Adapun dana repatriasi telah masuk masing-masing sebesar Rp 42 triliun dan Rp 25 triliun pada Oktober dan November lalu. Dana repatriasi diramalkan bakal kembali masuk sebesar Rp 80 triliun pada Desember ini.
Ke depan, menurut Perry, BI akan terus konsisten menerapkan bauran kebijakan terkait dengan aturan suku bunga, nilai tukar rupiah, dan pengawasan (surveillance) untuk menjaga stabilitas makro. Selain itu, koordinasi dengan pemerintah dari sisi fiskal juga bakal terus dilakukan. (Baca juga: BI Tahan Suku Bunga Antisipasi Kenaikan Bunga The Fed 2017)

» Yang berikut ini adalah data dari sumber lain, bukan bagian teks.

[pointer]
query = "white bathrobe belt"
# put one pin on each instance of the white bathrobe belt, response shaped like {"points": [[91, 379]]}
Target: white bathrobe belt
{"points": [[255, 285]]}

Perry menambahkan, pihaknya juga berfokus memperdalam pasar keuangan domestik. Tujuannya agar upaya BI menjaga stabilitas di pasar keuangan semakin ringan. Pada November lalu, BI mencatat investor asing melepas Rp 18 triliun kepemilikannya di obligasi pemerintah.
“BI membeli Rp 6,5 triliun sampai Rp 7 triliun. Sisanya dibeli oleh bank dan lembaga keuangan non bank. Jadi pemain domestik kalau ada sudden reveral juga bisa menyeimbangkan,” ujar dia.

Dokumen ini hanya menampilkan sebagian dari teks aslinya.